Mots-clés droit social

LicenciementNullité du licenciementContrat de travailSalaire / rémunérationPrimes / variableMaternité / parentalitéAccord collectif / convention collective

Synthèse

Juridiction
Cour de cassation
Chambre
Chambre sociale
Date
14/01/2015
Numéro d'affaire
13-21.666
Identifiant européen
ECLI:FR:CCASS:2015:SO00022

Résumé

LA COUR DE CASSATION, CHAMBRE SOCIALE, a rendu l'arrêt suivant : Sur le premier moyen et le second moyen, pris en ses première, deuxième, quatrième, cinquième…

Texte de la décision

LA COUR DE CASSATION, CHAMBRE SOCIALE, a rendu l'arrêt suivant : Sur le premier moyen et le second moyen, pris en ses première, deuxième, quatrième, cinquième et sixième branches : Attendu qu'il n'y a pas lieu de statuer par une décision spécialement motivée sur le moyen annexé qui n'est manifestement pas de nature à entraîner la cassation ; Sur le second moyen, pris en sa troisième branche, ci-après annexé : Attendu qu'ayant estimé qu'il n'existait aucune incompatibilité entre la fonction exercée et la classification retenue ainsi que le statut applicable, la cour d'appel a pris en considération les fonctions réellement exercées ; que le moyen n'est pas fondé ; PAR CES MOTIFS : REJETTE le pourvoi ; Condamne M.

X... aux dépens ; Vu l'article 700 du code de procédure civile, rejette les demandes ; Ainsi fait et jugé par la Cour de cassation, chambre sociale, et prononcé par le président en son audience publique du quatorze janvier deux mille quinze.

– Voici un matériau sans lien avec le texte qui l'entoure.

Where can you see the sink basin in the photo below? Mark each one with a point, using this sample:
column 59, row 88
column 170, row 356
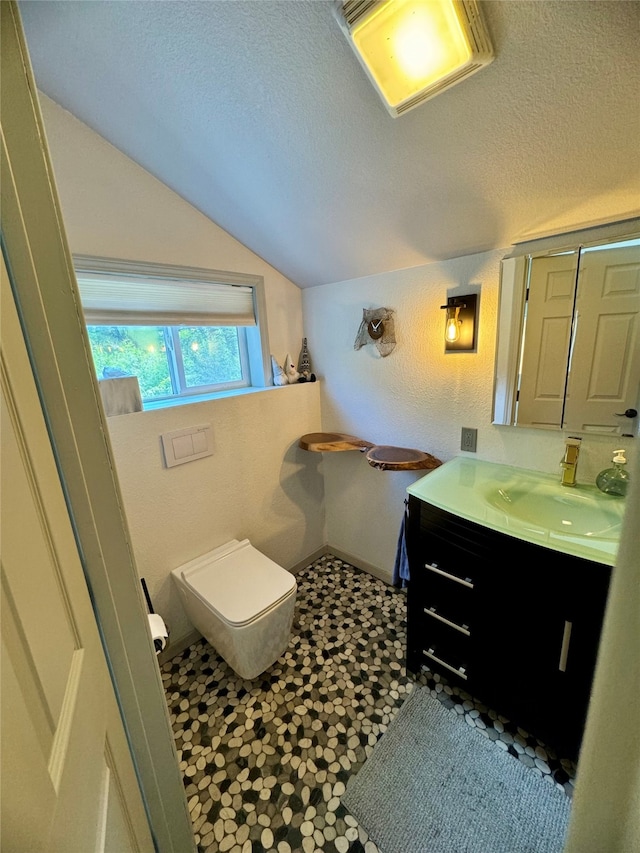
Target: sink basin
column 573, row 512
column 529, row 505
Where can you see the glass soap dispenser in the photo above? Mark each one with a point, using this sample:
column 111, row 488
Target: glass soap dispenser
column 615, row 480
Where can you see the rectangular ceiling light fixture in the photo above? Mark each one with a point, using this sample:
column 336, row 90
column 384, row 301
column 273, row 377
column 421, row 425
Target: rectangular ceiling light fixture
column 415, row 49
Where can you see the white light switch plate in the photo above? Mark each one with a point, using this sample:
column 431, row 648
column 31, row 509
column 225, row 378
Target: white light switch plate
column 185, row 445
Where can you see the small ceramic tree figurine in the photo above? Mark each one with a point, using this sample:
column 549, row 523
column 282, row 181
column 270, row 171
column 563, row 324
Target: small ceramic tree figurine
column 304, row 362
column 290, row 370
column 304, row 365
column 279, row 376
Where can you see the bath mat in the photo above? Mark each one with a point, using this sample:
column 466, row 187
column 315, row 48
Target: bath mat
column 433, row 784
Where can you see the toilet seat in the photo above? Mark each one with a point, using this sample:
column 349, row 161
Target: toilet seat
column 238, row 583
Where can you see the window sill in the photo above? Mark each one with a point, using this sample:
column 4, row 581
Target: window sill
column 217, row 395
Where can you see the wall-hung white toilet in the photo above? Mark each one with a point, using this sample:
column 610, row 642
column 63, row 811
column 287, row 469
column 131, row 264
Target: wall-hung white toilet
column 241, row 602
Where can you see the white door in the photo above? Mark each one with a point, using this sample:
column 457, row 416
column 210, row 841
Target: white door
column 67, row 779
column 607, row 339
column 545, row 355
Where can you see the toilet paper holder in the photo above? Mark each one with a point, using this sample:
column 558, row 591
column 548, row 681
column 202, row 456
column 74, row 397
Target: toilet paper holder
column 159, row 631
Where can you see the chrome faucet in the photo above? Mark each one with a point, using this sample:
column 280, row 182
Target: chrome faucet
column 569, row 463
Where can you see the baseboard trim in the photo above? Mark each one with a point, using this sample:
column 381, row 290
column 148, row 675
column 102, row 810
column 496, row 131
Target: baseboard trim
column 369, row 568
column 319, row 552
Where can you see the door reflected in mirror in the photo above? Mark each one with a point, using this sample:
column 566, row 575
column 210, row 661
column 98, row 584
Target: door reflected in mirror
column 568, row 353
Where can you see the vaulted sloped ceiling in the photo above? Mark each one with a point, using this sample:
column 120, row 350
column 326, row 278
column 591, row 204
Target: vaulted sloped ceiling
column 258, row 114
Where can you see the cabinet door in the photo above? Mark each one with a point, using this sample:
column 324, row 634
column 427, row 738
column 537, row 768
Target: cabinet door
column 531, row 620
column 540, row 638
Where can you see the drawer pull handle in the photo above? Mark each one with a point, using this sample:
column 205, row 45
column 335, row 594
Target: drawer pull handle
column 464, row 629
column 465, row 582
column 460, row 671
column 564, row 651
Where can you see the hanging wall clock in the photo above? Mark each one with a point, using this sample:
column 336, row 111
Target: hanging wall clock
column 377, row 327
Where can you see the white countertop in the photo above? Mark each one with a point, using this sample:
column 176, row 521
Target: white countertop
column 492, row 495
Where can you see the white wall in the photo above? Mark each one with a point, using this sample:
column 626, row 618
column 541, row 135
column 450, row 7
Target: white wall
column 417, row 396
column 257, row 484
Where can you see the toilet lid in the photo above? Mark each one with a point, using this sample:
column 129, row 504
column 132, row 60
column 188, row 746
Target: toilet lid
column 238, row 582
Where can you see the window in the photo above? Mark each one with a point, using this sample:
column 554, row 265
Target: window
column 181, row 331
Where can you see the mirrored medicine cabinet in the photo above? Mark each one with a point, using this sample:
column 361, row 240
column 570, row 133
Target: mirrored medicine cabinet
column 568, row 351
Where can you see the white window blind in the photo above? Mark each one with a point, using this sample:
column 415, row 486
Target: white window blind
column 115, row 292
column 146, row 301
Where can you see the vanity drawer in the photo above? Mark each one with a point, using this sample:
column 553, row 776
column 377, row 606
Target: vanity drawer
column 447, row 651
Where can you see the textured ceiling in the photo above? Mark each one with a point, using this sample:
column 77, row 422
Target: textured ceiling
column 258, row 114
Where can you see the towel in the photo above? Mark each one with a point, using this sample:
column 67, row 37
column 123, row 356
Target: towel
column 401, row 567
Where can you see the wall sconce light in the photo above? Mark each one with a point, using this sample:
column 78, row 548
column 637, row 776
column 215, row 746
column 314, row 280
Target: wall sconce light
column 412, row 50
column 460, row 325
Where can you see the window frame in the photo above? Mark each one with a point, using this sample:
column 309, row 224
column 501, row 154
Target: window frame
column 256, row 360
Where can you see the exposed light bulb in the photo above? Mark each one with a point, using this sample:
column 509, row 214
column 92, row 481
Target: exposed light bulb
column 452, row 329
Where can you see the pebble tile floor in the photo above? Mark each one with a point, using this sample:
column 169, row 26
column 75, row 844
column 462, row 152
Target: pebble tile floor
column 265, row 762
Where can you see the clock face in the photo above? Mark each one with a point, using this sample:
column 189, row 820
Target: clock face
column 375, row 329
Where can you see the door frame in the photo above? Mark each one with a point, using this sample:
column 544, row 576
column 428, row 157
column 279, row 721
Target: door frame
column 43, row 281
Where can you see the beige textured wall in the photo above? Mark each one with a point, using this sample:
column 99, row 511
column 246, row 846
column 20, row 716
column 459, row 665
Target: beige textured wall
column 257, row 484
column 113, row 208
column 417, row 396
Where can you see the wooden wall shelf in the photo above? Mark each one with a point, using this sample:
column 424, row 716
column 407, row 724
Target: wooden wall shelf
column 384, row 457
column 321, row 442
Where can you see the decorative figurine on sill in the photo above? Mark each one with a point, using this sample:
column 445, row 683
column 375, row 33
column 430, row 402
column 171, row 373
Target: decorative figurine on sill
column 304, row 365
column 290, row 370
column 279, row 376
column 377, row 327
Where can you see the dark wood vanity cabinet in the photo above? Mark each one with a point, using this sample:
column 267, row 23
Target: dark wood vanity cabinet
column 514, row 624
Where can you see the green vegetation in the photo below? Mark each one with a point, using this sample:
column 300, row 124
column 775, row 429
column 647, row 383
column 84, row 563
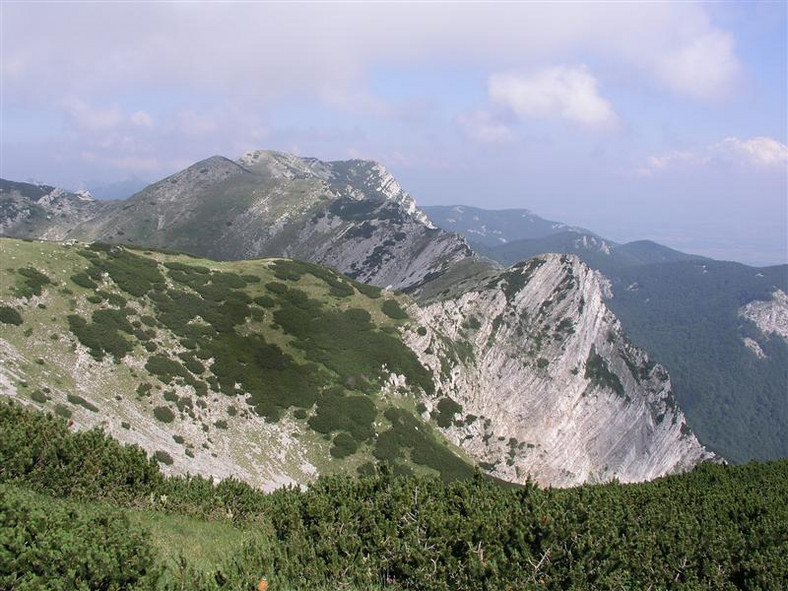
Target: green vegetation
column 9, row 315
column 102, row 335
column 163, row 414
column 48, row 544
column 392, row 309
column 446, row 409
column 33, row 281
column 717, row 527
column 407, row 433
column 78, row 400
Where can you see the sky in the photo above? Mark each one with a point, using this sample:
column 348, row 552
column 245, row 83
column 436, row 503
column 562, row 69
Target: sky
column 650, row 120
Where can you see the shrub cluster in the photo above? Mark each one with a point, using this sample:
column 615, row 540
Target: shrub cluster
column 717, row 527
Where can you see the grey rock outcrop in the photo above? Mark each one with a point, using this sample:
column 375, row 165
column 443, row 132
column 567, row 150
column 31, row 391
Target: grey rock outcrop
column 550, row 386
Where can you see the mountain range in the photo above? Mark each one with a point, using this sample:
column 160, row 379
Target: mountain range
column 729, row 367
column 523, row 371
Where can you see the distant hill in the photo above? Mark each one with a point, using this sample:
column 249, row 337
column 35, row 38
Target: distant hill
column 275, row 371
column 729, row 375
column 349, row 215
column 490, row 228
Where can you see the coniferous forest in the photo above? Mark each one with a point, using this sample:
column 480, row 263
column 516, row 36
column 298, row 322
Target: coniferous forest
column 80, row 511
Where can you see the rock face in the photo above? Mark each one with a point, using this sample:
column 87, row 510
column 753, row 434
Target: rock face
column 352, row 216
column 41, row 211
column 770, row 317
column 549, row 385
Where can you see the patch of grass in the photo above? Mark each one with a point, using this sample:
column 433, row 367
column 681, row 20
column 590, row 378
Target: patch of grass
column 408, row 433
column 393, row 310
column 343, row 446
column 163, row 457
column 163, row 414
column 446, row 409
column 33, row 282
column 78, row 400
column 9, row 315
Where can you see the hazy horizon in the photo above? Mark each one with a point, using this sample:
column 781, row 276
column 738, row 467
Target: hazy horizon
column 659, row 121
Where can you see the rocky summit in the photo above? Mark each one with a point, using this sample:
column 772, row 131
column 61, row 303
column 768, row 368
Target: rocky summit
column 243, row 362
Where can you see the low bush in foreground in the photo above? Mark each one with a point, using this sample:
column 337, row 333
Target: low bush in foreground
column 721, row 527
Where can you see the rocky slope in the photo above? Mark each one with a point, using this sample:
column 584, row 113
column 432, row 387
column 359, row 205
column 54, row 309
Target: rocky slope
column 697, row 316
column 549, row 384
column 42, row 211
column 352, row 216
column 275, row 371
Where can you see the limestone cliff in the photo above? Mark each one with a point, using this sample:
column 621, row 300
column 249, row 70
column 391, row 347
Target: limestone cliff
column 549, row 385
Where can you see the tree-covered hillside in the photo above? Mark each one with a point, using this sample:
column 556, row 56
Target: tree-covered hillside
column 78, row 510
column 684, row 310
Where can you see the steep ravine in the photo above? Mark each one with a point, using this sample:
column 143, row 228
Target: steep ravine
column 549, row 385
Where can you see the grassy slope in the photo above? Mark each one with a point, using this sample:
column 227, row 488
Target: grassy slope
column 717, row 527
column 323, row 341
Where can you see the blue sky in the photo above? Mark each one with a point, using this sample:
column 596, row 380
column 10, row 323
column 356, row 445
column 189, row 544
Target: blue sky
column 637, row 120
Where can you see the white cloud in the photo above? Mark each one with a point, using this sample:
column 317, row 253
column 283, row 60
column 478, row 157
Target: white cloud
column 566, row 92
column 758, row 153
column 90, row 118
column 482, row 126
column 284, row 48
column 705, row 67
column 142, row 119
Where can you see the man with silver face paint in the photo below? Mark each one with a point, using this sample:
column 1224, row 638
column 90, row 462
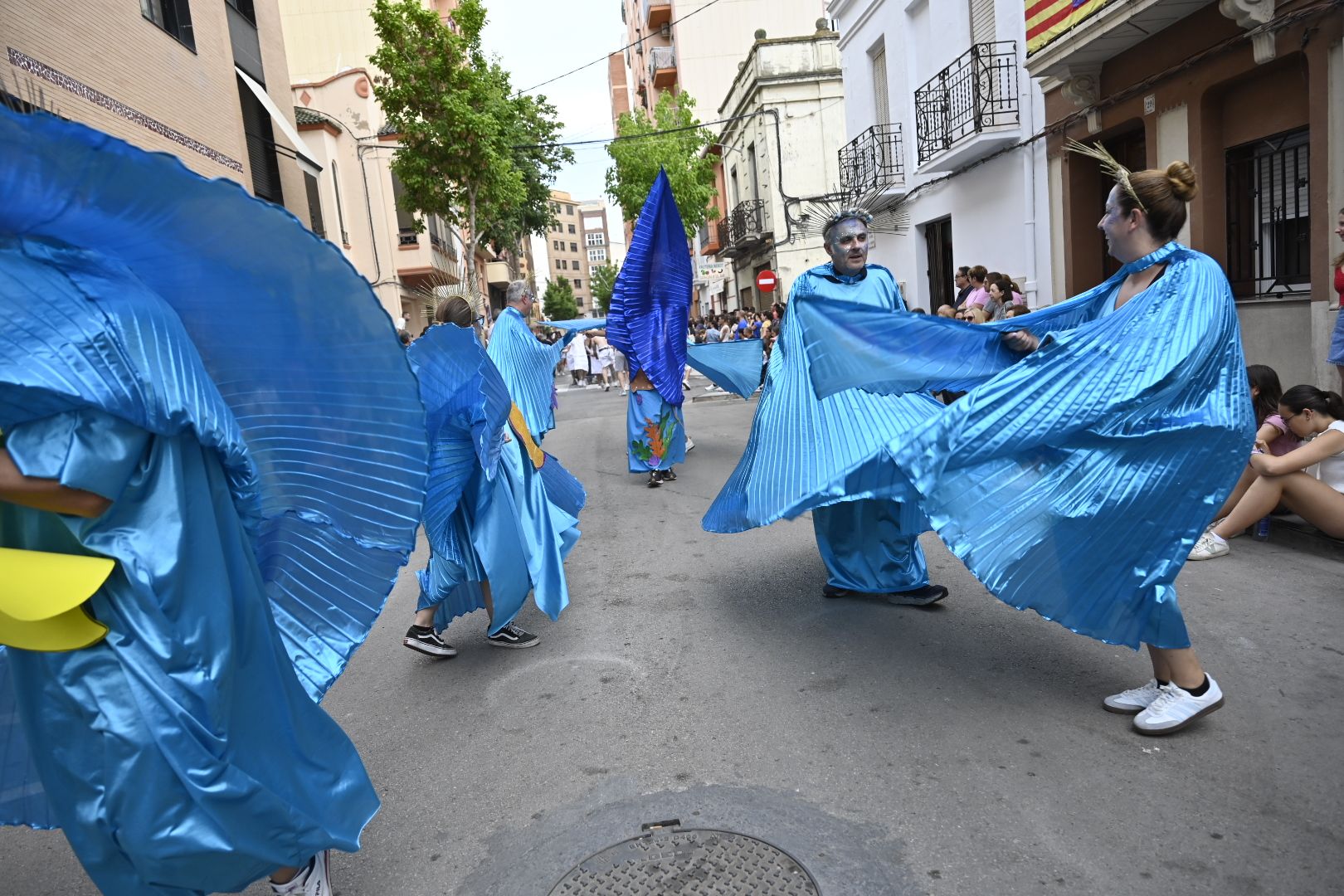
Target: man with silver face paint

MOYENS ANNEXES au présent arrêt Moyens produits par la SCP Bouzidi et Bouhanna, avocat aux Conseils, pour M.

X...

PREMIER MOYEN DE CASSATION LE POURVOI REPROCHE A L'ARRÊT CONFIRMATIF ATTAQUÉ D'AVOIR débouté l'exposant de toutes ses demandes ; AUX MOTIFS QUE, sur l'absence de loyauté liée au refus de réintégrer Monsieur X... ; qu'il n'est pas contesté que le contrat de travail doit être exécuté de bonne foi tant par le salarié que par l'employeur ; qu'en l'espèce, à titre liminaire, contrairement à ce que soutient Monsieur X..., il n'est pas établi que le CREDIT LYONNAIS l'a dénoncé aux services de police ; que le CREDIT LYONNAIS reconnaît avoir dénoncé les agissements d'une personne qui sera effectivement poursuivie et condamnée dans cette affaire mais en aucun cas Monsieur X... ; que l'implication de M.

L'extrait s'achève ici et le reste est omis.